Back at school, the Neapolitans sexily talk to the handsome boy about chemistry class. (Note: It’s not very sexy) They pivot to sabotaging his dance relationship with Gabby. Their diabolical plan works and the handsome boy swaps Gabby for Valerie.

Meanwhile, Gabby’s mother is an alcoholic and ends up in the hospital. She apologizes and becomes a better mom.

“It was either continuing to be in this film or alcohol poisoning.”

After visiting her mom, Gabby decides to pop over to the sick hospital lady who is getting a dance show from her two children. One of them happens to be the Fonz.

Gabby is impressed by his moves and having just lost her dance partner, uses this opportunity to ask him to join the competition. He agrees even though he gave up dancing a long time ago. Probably when he was in high school in the mid-90s or something.

We get another dance and school montage set to the film’s titular song 1 Chance 2 Dance. Also, the Fonz’s dad is dead.

Why are they dancing on a beach?

Gabby’s social life is on the up. She is invited to a Neapolitan party, but doesn’t commit. She also gets asked out by a guy but refuses that, too. I think she just doesn’t want to be popular.

The Fonz begins to show that he has feelings for Gabby, but the Neapolitans throw a wrench into the budding relationship by having two girls talk smack about Gabby within his earshot. He starts blanking his crush.

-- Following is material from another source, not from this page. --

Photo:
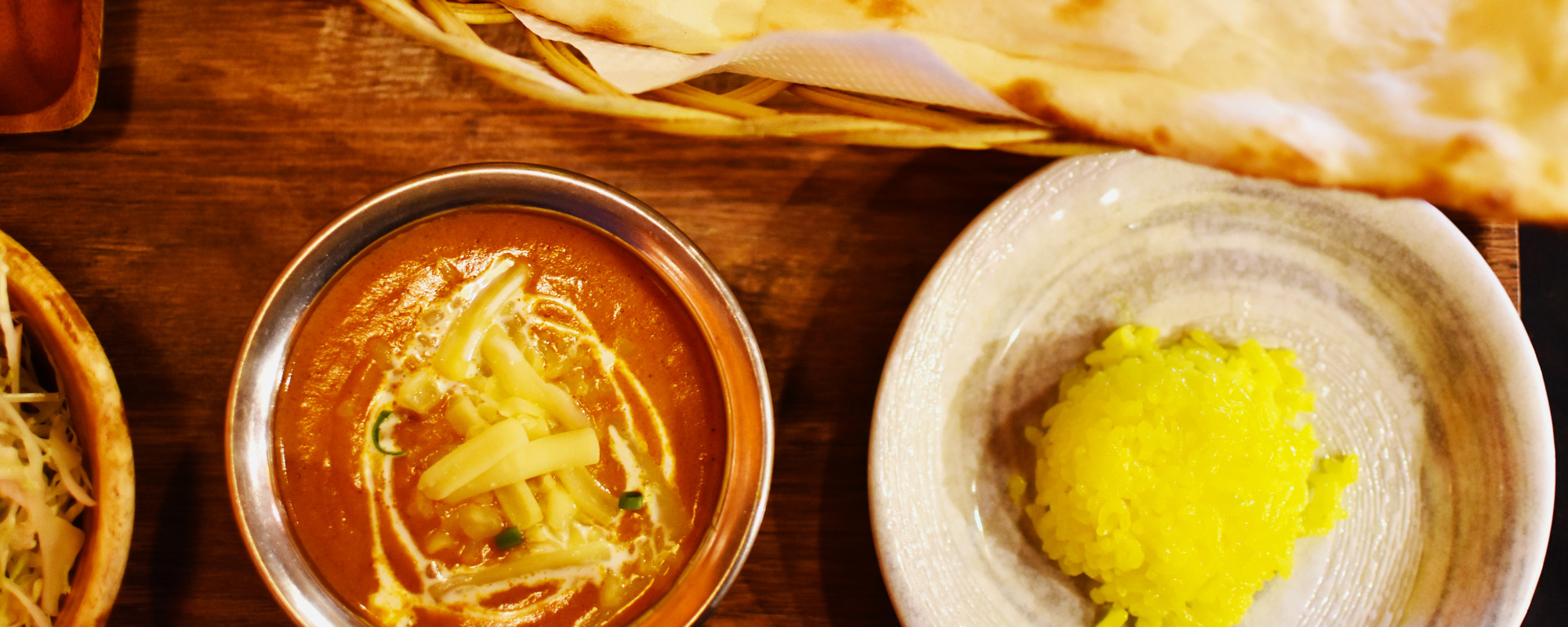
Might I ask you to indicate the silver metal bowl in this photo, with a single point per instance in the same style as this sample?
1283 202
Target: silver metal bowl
252 444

Just a reminder that the clothing choices are a true trainwreck.

After hearing that the Fonz is going to the Neapolitan party, Gabby and her friends go so that Gabby can get back on his good side. Jude makes out with a cowboy. Gabby drinks too much without knowing it. The Fonz saves Gabby from a handsy guy and they make up. She also fights with Valerie which leads to her hurting her foot.

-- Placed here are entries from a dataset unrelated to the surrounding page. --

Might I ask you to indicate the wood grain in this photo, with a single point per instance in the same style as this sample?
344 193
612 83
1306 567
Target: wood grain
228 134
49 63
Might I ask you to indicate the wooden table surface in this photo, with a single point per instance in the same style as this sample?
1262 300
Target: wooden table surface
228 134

There’s some family drama, but that’s resolved rather swiftly so that Gabby can dance with the Fonz.

It’s the night of the big dance competition. Everyone is excited. Even Gabby’s absent father makes an appearance. Gabby and the Fonz dance to a knock off version of Total Eclipse of the Heart. The judges have such a hard time deciding who should win that they ask the Gabby and Valerie duos to do some improv dancing. They are bad judges.

Gabby and the Fonz win. They kiss. FIN.

This guy is happy about it.


I hold no illusion about this film. It’s bad. It tried to nick various tropes, characters, and song types from other iconic teenage films as a shortcut to making a proper film. It did not work. There were too many storylines that were given half-hearted attention as well. Alcoholism, absent dads, mean girls, dance competitions. So if you like watching old people be teenagers, then by all means watch it.


  • This is a terrible way for me to get back into the Netflix Garage thing.
  • Based on the title credits, I think this film takes place in the 90s. The music and coloring look like it’s trying to be Clueless.
  • But now based on the clothes, I think it’s the 80s. Gabby’s hat has not been seen since Pretty in Pink and no one wears giant bows in their hair.
  • They make multiple references to Gabby being 17. It’s an odd thing to bring up in several different scenes.
  • The characters reference Radiohead and a film like this should NEVER mention Radiohead.
  • A lot of the music sounds like it’s from the 2000s. I’m struggling!!
  • Gabby’s new town is somewhere in California. For some reason, a few characters have Southern accents. I generally wouldn’t note this, but they make such a big deal that everyone is from this small California town.
  • No, wait, the music is New Wave. God, this is a mess.